The Limits of Black–Scholes from Charlie Munger's Perspective

 In this blog, I provide a brief introduction to the famous Black–Scholes partial differential equation and examine it from Charlie Munger's critical perspective. While the equation revolutionized option pricing and became a cornerstone of modern quantitative finance, its assumptions may limit its usefulness when applied to long-term stock investing. Before proceeding, I should note that I am not an expert in this field.
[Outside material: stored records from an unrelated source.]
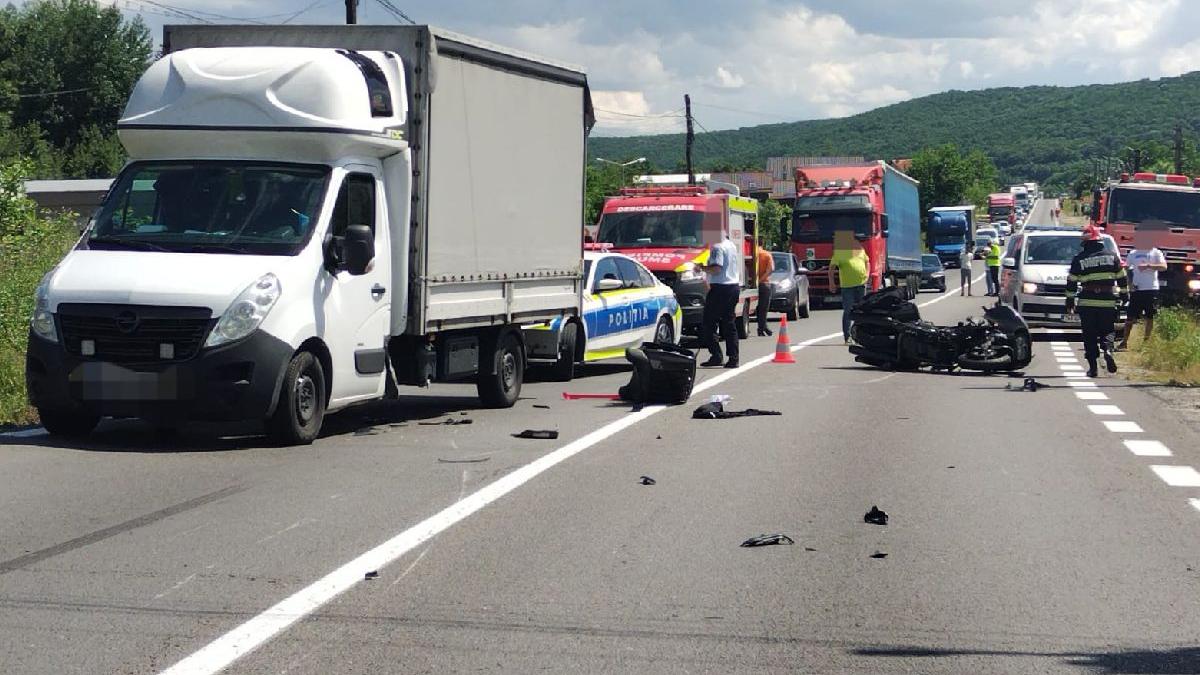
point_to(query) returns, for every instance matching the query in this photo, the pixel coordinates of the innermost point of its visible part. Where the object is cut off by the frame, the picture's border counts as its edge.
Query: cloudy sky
(755, 61)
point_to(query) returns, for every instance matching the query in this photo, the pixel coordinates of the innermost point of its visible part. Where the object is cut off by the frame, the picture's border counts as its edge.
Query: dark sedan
(790, 287)
(933, 274)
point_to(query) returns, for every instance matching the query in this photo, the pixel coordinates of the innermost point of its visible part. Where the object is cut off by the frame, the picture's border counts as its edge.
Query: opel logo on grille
(127, 322)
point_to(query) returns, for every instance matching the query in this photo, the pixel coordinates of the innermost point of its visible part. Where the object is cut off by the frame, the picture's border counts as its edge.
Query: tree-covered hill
(1044, 133)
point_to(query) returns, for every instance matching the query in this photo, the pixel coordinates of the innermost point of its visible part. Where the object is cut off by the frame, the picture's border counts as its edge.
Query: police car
(623, 306)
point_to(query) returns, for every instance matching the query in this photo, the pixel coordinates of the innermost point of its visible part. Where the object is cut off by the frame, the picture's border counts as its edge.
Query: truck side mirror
(358, 249)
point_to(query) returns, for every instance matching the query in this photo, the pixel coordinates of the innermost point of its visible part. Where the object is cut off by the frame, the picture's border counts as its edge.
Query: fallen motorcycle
(888, 333)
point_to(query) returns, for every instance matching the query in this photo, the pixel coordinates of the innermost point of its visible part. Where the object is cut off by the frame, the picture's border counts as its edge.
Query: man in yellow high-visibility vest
(993, 260)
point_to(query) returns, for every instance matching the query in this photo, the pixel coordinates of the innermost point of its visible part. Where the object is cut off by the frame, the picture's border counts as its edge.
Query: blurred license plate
(109, 382)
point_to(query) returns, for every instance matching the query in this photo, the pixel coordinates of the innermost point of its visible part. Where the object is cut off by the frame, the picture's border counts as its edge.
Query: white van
(1033, 273)
(301, 230)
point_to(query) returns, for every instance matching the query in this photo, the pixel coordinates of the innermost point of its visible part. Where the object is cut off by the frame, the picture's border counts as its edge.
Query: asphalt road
(1025, 536)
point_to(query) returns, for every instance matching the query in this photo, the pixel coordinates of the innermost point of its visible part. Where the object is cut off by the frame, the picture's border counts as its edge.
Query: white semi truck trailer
(313, 216)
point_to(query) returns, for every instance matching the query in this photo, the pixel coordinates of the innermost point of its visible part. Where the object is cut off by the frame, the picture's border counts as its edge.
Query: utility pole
(1179, 148)
(691, 137)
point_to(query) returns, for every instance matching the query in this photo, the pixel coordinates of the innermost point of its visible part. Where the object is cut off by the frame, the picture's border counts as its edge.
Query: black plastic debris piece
(538, 434)
(715, 410)
(876, 517)
(767, 541)
(449, 422)
(465, 460)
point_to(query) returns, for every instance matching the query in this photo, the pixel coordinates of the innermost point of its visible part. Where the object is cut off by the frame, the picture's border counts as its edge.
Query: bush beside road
(29, 246)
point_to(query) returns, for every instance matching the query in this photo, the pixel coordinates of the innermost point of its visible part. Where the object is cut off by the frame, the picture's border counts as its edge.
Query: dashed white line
(1149, 448)
(1177, 476)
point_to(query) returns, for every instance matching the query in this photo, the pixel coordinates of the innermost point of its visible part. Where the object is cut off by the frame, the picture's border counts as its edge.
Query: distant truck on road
(875, 199)
(948, 230)
(670, 231)
(1168, 208)
(311, 219)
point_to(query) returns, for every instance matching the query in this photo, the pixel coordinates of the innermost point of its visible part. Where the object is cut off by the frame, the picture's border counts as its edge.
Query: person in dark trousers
(765, 264)
(721, 300)
(1090, 287)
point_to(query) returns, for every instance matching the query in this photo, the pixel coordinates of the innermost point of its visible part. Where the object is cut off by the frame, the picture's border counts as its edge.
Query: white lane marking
(239, 641)
(1177, 476)
(1149, 448)
(223, 651)
(25, 434)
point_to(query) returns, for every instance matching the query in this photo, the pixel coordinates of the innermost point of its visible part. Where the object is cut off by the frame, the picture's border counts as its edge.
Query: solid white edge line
(1147, 448)
(1177, 476)
(223, 651)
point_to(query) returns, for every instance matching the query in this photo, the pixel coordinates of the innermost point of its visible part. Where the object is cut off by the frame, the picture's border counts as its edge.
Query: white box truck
(311, 217)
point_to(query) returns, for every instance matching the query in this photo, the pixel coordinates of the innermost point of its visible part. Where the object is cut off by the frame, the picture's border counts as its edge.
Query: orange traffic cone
(783, 346)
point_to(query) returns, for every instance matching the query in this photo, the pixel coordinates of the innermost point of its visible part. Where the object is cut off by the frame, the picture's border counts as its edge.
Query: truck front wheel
(301, 408)
(502, 387)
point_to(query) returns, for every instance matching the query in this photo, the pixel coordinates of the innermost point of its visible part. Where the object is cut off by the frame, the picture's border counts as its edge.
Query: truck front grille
(133, 333)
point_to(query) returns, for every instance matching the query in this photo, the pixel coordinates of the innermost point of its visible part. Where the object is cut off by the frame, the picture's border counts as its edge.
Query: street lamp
(629, 163)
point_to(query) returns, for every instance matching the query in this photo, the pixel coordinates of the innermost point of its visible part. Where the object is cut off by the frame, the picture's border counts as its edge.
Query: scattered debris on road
(876, 517)
(465, 460)
(717, 411)
(538, 434)
(767, 541)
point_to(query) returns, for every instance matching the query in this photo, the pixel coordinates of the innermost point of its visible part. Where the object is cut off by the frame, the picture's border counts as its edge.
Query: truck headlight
(689, 273)
(247, 311)
(42, 322)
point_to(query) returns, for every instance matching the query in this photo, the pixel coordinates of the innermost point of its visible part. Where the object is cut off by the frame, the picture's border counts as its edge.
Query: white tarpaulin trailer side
(498, 142)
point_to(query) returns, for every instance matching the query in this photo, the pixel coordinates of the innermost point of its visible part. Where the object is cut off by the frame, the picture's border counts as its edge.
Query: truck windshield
(633, 230)
(1180, 209)
(211, 208)
(816, 227)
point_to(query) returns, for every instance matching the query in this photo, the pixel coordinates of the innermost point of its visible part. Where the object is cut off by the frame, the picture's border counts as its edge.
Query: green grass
(1173, 352)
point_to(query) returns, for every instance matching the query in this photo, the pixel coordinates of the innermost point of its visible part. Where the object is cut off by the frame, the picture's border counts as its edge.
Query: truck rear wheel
(564, 368)
(67, 423)
(301, 407)
(502, 387)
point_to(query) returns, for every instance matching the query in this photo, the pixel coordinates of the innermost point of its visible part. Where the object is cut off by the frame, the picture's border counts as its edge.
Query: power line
(41, 94)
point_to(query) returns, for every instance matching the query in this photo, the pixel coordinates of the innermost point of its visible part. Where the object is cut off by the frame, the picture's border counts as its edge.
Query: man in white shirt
(1145, 261)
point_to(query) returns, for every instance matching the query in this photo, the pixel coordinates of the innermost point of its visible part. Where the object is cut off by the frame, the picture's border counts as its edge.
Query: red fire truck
(669, 230)
(1165, 205)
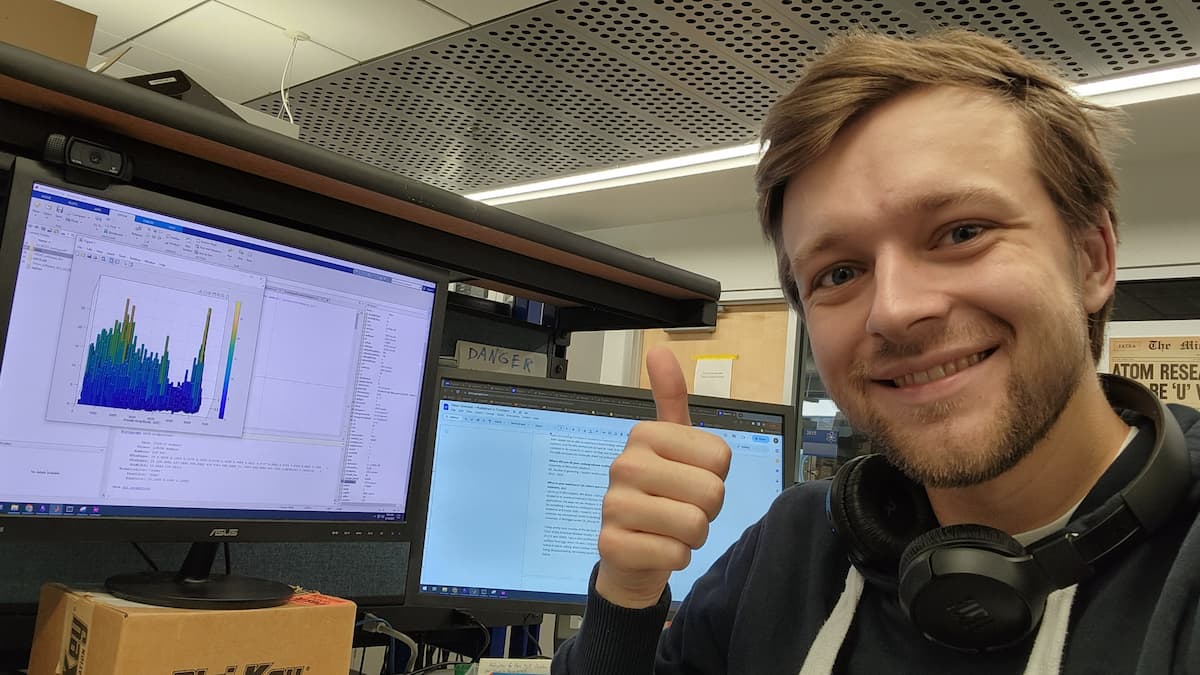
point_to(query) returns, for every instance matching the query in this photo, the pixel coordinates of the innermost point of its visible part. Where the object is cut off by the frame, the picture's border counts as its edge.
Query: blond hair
(1069, 137)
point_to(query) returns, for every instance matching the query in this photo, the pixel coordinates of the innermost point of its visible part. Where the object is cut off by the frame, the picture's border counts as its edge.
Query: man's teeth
(939, 371)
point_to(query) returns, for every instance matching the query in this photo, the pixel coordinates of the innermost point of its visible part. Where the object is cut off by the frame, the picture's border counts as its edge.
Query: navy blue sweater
(760, 607)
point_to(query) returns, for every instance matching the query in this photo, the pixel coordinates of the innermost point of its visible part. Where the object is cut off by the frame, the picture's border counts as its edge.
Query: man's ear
(1098, 262)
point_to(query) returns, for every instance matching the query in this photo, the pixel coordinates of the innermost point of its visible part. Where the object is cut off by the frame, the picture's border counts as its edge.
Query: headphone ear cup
(982, 592)
(975, 536)
(877, 511)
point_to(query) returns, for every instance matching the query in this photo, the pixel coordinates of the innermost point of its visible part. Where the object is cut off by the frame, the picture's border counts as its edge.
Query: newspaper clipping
(1170, 366)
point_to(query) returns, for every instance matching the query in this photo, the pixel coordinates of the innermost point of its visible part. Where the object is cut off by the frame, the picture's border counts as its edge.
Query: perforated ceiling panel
(581, 84)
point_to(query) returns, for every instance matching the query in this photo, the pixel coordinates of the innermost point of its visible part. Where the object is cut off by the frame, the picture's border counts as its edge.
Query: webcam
(88, 162)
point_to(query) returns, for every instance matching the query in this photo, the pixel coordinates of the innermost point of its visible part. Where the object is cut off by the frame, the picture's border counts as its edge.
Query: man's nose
(909, 292)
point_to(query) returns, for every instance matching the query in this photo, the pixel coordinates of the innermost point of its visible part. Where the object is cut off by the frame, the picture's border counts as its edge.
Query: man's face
(943, 297)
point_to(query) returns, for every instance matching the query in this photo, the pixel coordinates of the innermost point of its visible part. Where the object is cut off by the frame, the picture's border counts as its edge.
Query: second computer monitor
(520, 469)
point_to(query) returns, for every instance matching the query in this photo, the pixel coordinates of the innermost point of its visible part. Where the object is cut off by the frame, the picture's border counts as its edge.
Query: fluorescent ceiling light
(1123, 90)
(1138, 81)
(643, 172)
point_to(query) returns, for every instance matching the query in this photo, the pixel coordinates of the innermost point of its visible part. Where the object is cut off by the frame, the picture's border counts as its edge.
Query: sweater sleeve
(612, 638)
(618, 640)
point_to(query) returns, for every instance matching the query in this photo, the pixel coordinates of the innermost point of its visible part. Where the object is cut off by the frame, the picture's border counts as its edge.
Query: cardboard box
(48, 28)
(94, 633)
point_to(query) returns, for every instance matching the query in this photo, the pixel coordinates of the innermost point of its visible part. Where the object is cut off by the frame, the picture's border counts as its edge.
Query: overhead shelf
(207, 156)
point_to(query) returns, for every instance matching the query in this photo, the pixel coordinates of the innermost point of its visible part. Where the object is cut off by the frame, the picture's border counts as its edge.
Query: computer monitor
(179, 372)
(519, 472)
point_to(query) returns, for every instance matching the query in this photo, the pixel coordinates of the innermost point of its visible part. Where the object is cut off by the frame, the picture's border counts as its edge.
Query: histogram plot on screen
(126, 374)
(153, 348)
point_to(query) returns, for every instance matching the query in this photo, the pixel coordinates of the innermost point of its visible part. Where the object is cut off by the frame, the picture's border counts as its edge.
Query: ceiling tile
(118, 70)
(241, 57)
(148, 60)
(121, 19)
(480, 12)
(373, 28)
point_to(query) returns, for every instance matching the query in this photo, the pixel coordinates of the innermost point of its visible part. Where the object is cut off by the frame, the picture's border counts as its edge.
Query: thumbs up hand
(664, 490)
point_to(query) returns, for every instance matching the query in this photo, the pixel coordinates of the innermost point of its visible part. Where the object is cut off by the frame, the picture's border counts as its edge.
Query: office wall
(1159, 214)
(1159, 228)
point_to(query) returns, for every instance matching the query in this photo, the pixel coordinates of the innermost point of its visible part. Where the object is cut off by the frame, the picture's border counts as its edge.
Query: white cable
(283, 79)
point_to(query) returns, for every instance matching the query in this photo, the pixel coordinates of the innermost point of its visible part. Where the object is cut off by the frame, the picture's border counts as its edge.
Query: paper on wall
(714, 375)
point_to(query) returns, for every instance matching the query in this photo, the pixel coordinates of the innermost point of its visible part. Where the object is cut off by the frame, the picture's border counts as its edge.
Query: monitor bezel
(414, 596)
(145, 529)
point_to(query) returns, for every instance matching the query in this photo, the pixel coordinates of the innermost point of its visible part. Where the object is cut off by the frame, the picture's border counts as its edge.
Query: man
(943, 215)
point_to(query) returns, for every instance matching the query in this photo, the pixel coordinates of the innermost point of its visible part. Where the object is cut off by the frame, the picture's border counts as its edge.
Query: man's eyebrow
(945, 198)
(922, 203)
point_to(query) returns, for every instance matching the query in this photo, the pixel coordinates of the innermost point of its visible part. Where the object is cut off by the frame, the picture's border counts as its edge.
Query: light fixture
(643, 172)
(1122, 90)
(1135, 88)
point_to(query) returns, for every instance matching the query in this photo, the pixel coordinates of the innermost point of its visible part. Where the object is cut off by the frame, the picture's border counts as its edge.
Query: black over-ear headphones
(975, 587)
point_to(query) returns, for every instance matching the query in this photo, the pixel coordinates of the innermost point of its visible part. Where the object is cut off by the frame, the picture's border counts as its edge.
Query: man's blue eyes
(845, 274)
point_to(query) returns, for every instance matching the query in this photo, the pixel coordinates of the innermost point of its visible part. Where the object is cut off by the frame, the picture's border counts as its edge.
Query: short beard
(1027, 419)
(1038, 393)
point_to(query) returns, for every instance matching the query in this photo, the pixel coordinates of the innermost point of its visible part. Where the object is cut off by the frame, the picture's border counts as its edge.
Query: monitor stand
(195, 586)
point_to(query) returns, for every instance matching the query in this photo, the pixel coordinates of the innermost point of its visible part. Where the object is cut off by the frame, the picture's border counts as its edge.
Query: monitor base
(196, 587)
(167, 589)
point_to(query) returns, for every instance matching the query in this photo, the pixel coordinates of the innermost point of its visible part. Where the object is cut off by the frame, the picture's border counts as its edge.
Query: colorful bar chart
(233, 342)
(120, 372)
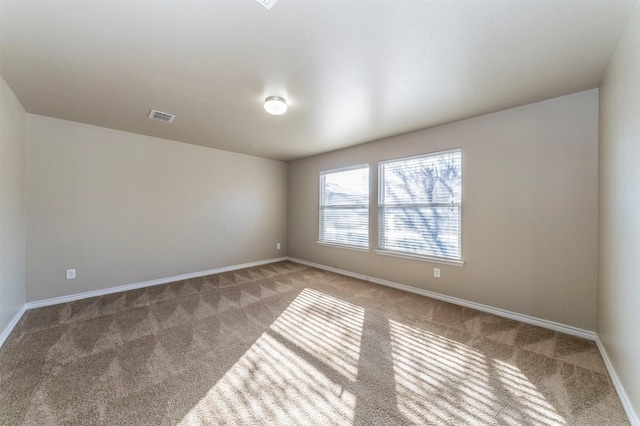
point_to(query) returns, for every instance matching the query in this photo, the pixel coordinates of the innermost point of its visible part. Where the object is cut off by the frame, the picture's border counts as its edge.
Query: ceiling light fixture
(275, 105)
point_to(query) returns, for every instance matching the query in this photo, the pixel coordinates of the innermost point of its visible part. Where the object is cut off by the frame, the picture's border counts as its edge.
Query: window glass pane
(429, 231)
(344, 207)
(345, 187)
(421, 180)
(345, 226)
(420, 201)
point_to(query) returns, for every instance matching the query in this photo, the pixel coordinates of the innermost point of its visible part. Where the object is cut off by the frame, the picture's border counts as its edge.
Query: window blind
(419, 205)
(344, 206)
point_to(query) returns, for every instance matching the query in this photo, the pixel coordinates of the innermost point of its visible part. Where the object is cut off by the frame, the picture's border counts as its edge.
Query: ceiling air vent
(267, 3)
(162, 116)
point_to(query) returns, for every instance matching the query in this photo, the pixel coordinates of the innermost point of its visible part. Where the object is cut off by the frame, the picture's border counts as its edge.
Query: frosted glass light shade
(275, 105)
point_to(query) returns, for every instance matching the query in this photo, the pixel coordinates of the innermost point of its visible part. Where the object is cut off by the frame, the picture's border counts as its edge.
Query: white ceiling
(351, 71)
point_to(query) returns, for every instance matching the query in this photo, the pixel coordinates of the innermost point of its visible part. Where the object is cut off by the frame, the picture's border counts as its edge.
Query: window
(419, 205)
(344, 207)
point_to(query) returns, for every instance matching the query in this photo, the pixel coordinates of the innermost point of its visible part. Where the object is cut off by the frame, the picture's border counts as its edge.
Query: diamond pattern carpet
(289, 344)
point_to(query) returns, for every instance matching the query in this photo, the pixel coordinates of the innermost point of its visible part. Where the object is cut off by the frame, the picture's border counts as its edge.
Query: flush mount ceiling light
(275, 105)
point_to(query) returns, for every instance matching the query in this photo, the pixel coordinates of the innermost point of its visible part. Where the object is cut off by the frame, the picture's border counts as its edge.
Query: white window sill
(343, 246)
(423, 258)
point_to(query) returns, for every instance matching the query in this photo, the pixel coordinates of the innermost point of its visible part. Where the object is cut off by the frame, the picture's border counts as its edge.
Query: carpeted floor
(288, 344)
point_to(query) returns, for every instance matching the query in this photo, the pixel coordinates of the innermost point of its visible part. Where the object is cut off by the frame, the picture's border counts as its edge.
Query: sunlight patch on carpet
(296, 372)
(441, 381)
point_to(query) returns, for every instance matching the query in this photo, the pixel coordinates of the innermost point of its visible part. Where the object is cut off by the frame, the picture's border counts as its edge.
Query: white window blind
(419, 205)
(344, 206)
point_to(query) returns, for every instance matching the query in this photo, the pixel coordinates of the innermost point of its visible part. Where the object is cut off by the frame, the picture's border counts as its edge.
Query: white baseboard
(574, 331)
(126, 287)
(11, 325)
(624, 398)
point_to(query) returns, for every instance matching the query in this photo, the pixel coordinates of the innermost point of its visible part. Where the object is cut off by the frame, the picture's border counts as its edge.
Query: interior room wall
(619, 215)
(12, 206)
(123, 208)
(529, 213)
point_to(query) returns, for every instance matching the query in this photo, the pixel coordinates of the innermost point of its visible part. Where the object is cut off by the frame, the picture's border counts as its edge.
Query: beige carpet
(288, 344)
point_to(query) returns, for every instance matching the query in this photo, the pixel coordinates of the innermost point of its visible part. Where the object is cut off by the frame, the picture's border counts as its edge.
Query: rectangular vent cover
(162, 116)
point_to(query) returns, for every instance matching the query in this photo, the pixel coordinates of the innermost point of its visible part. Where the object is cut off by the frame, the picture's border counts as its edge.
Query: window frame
(456, 261)
(356, 247)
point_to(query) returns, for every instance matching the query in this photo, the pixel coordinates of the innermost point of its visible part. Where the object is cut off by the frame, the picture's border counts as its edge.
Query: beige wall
(619, 226)
(529, 214)
(12, 205)
(123, 208)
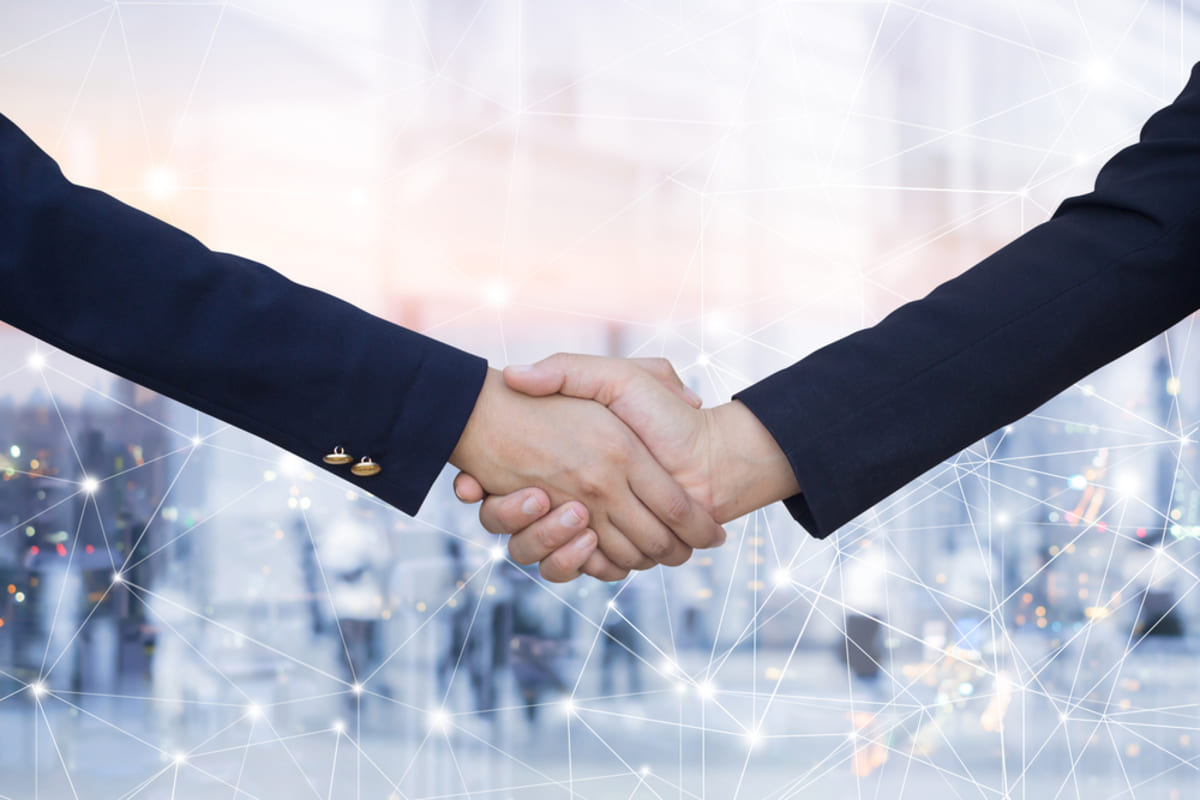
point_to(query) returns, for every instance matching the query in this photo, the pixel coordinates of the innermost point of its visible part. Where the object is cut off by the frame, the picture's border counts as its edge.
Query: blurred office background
(727, 184)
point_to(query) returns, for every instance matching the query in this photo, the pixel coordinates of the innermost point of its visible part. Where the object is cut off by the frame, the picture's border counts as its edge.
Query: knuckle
(678, 555)
(546, 536)
(555, 571)
(629, 559)
(519, 553)
(677, 510)
(660, 548)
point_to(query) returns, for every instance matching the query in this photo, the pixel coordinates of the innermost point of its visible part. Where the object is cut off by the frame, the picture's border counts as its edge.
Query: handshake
(603, 465)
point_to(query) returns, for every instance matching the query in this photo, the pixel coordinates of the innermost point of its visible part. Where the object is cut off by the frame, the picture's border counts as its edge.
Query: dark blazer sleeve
(1111, 269)
(225, 335)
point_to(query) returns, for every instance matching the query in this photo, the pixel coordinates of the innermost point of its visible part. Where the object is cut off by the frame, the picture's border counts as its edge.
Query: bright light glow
(1128, 483)
(161, 182)
(496, 294)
The Black–Scholes framework begins with the assumption that a stock price follows a stochastic process, $dS=\mu Sdt+\sigma S dW$, where $S$ denotes the stock price, $\mu$ is the expected growth rate, $\sigma$ represents volatility, and $dW$ is Brownian motion. In essence, stock prices are modeled as evolving continuously through a combination of deterministic growth and random uncertainty. Using stochastic calculus, one arrives at $\frac{\partial V}{\partial t}+\frac{1}{2}\sigma^2S^2\frac{\partial^2V}{\partial S^2}+rS\frac{\partial V}{\partial S}-rV=0,$ where $V$ is the value of the option and $r$ is the risk-free interest rate. Although the equation appears formidable, each term has a clear financial interpretation: $\frac{\partial V}{\partial t}$ measures how the option's value changes as time passes. $\frac{1}{2}\sigma^2S^2\frac{\partial^2V}{\partial S^2}$ captures the effect of uncertainty in the stock price. Greater volatility generally increases the value of an option because it creates more opportunities for favorable price movements. $rS\frac{\partial V}{\partial S}$ represents the expected contribution of the underlying stock to the option's value under the risk-neutral pricing framework. $-rV$ accounts for the time value of money by discounting the option's future payoff at the risk-free interest rate. Together, these four terms express a balance: the option's value changes through the passage of time, the uncertainty of stock-price movements, the financing cost of holding the underlying asset, and the time value of money. 

Among the model's inputs, volatility $\sigma$ plays a particularly influential role because it strongly affects option value. In practice, however, volatility is neither directly observable nor constant. Traders often distinguish between historical volatility, calculated from past price movements, and implied volatility, inferred from current option prices. The latter reflects the market's expectation of future uncertainty and changes continuously as new information arrives. During periods of market stress, implied volatility can rise sharply, increasing option prices even when the underlying stock price changes little.

This illustrates one of the Black–Scholes model's principal limitations. To obtain a closed-form solution, the model assumes that volatility remains constant throughout the life of the option. While this assumption makes the mathematics tractable, it is difficult to reconcile with real financial markets. Investors continually respond to technological breakthroughs, central bank policies, earnings announcements, and geopolitical events. Recent developments such as the rapid adoption of artificial intelligence and heightened tensions between Iran and the United States demonstrate how rapidly market sentiment—and hence volatility—can change. Consequently, modern option pricing often relies on stochastic-volatility or local-volatility models that relax the constant-volatility assumption.

For mathematicians, the achievement is both elegant and profound. A seemingly chaotic financial market is reduced to a tractable mathematical framework, and the value of a complex financial contract emerges from a closed-form solution involving only a handful of variables.

However, the Black–Scholes model was never intended to evaluate the long-term quality of a business. The formula contains no measure of whether a company will dominate its industry over the next decade. There is no term for managerial competence, no variable representing a company's competitive moat, and no parameter for brand strength, innovation, customer loyalty, or capital allocation skill.

For a short-lived option contract, these omissions are not weaknesses. The model was designed to price a specific financial instrument under a well-defined set of assumptions, and within that domain it has been extraordinarily successful. Problems arise only when the model is applied beyond its intended scope. As Charlie Munger repeatedly emphasized, a model may be mathematically correct yet still be the wrong model if its assumptions fail to capture the most important features of economic reality.